Mate i did this for a good few months maybe more and couldnt touch the stuff for ages because i just over endulged on it. Only just starting to be able to eat it again!


----------



## kingdale (Nov 2, 2010)

Chelsea said:


> Mate i did this for a good few months maybe more and couldnt touch the stuff for ages because i just over endulged on it. Only just starting to be able to eat it again!

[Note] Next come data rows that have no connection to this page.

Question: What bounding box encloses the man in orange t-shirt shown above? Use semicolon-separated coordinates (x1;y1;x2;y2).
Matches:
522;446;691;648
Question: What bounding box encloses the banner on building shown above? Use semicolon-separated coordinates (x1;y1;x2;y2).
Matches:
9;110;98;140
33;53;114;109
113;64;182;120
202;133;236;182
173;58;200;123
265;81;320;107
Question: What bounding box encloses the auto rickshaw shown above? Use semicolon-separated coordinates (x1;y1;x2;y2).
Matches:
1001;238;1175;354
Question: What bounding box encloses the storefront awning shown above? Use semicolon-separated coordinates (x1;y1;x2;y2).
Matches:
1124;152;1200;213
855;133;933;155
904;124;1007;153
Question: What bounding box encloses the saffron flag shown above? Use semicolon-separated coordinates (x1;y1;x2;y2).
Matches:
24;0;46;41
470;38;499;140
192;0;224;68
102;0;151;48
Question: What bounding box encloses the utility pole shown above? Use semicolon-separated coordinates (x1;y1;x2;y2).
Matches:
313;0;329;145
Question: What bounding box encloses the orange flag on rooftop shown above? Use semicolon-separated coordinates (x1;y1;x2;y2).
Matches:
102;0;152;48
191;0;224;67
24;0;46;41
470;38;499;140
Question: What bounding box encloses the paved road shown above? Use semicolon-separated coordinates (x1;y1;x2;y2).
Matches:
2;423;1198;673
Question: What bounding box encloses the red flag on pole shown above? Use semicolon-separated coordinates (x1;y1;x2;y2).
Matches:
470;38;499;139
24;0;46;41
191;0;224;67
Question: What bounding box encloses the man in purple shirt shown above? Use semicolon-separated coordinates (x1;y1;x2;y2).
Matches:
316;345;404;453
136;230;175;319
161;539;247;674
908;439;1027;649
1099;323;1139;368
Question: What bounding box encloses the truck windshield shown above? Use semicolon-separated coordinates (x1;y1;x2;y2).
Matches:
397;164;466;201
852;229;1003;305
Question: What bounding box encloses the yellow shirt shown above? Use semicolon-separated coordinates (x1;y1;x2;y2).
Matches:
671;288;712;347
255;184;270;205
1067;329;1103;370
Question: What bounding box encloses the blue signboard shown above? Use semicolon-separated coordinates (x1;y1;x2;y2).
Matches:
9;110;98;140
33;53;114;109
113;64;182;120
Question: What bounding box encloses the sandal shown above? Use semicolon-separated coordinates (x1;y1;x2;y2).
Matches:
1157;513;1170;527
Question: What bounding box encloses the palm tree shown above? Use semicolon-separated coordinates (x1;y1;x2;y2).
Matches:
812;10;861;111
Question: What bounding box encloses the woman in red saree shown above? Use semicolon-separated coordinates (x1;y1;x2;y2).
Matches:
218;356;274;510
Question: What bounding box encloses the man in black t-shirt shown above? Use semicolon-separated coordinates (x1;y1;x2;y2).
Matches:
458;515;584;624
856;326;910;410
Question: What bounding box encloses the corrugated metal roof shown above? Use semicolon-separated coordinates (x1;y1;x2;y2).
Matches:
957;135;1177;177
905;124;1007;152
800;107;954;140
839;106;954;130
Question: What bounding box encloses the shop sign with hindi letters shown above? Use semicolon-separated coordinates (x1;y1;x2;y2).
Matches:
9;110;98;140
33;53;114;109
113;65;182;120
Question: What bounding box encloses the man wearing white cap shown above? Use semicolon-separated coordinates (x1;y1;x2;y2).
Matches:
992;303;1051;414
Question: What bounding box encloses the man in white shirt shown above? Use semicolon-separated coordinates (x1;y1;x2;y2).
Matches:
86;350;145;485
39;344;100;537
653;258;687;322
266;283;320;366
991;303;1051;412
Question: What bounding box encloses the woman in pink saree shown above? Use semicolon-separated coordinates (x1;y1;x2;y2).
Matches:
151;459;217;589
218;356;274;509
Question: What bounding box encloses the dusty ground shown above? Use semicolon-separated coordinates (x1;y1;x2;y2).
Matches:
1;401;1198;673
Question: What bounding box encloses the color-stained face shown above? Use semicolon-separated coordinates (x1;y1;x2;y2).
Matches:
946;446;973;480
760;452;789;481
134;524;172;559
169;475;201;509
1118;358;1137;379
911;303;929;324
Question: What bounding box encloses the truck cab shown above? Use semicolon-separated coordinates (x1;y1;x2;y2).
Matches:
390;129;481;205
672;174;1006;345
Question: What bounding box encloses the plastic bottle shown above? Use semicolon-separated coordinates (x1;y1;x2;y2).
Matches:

yeah i reckon the exact same thing is going to happen to me


----------



## lloydy1927 (Jun 21, 2010)

nandos hot peri sauce


----------



## Beats (Jun 9, 2011)

2004mark said:


> pesto... a few spoons of veg soup (co-op do a nice spicy bean soup at about 60p a can, does for a few meals).. nandos sauce


Ive had that spicy bean soup its real good!! didnt think of adding to pasta though surely that will have alot of sweetners or sugars in it = carbs?


----------



## Asouf (Jul 10, 2010)

Roast the chicken with a touch of garlic salt Or boil the pasta with raw garlic clove in the water and mash to a pulp afterwards and mix in.

Then once all mixed together.. add a blob of dijon mustard and EVOO (english mustard if your brave)

Quite nice with wholegrain mustard as well.

Or simply dice up a load of cucumber and mixed peppers and add a dash of EVOO,lemon juice and teaspoon of cider vinegar for a zingy dressing..


----------



## 2004mark (Oct 26, 2013)

Dizzee! said:


> Ive had that spicy bean soup its real good!! didnt think of adding to pasta though surely that will have alot of sweetners or sugars in it = carbs?


...bothered? 

No seriously, it's only a third of a small can per meal... plus I'm (constantly) bulking.

I've also made homemade tomato and chili salsa before that was nice... suppose you could do a bean salsa/soup too if you were worried.


----------



## Glassback (Jun 18, 2010)

Try some peppers/grapes sliced up or cucumber?


----------



## Sionnach (Apr 19, 2010)

organic chipotle sauce, seasame oil!


----------



## Guest (Jun 15, 2011)

carbonara sauce goes great with everything not just carbonara. i use this when im bored of mayo.


----------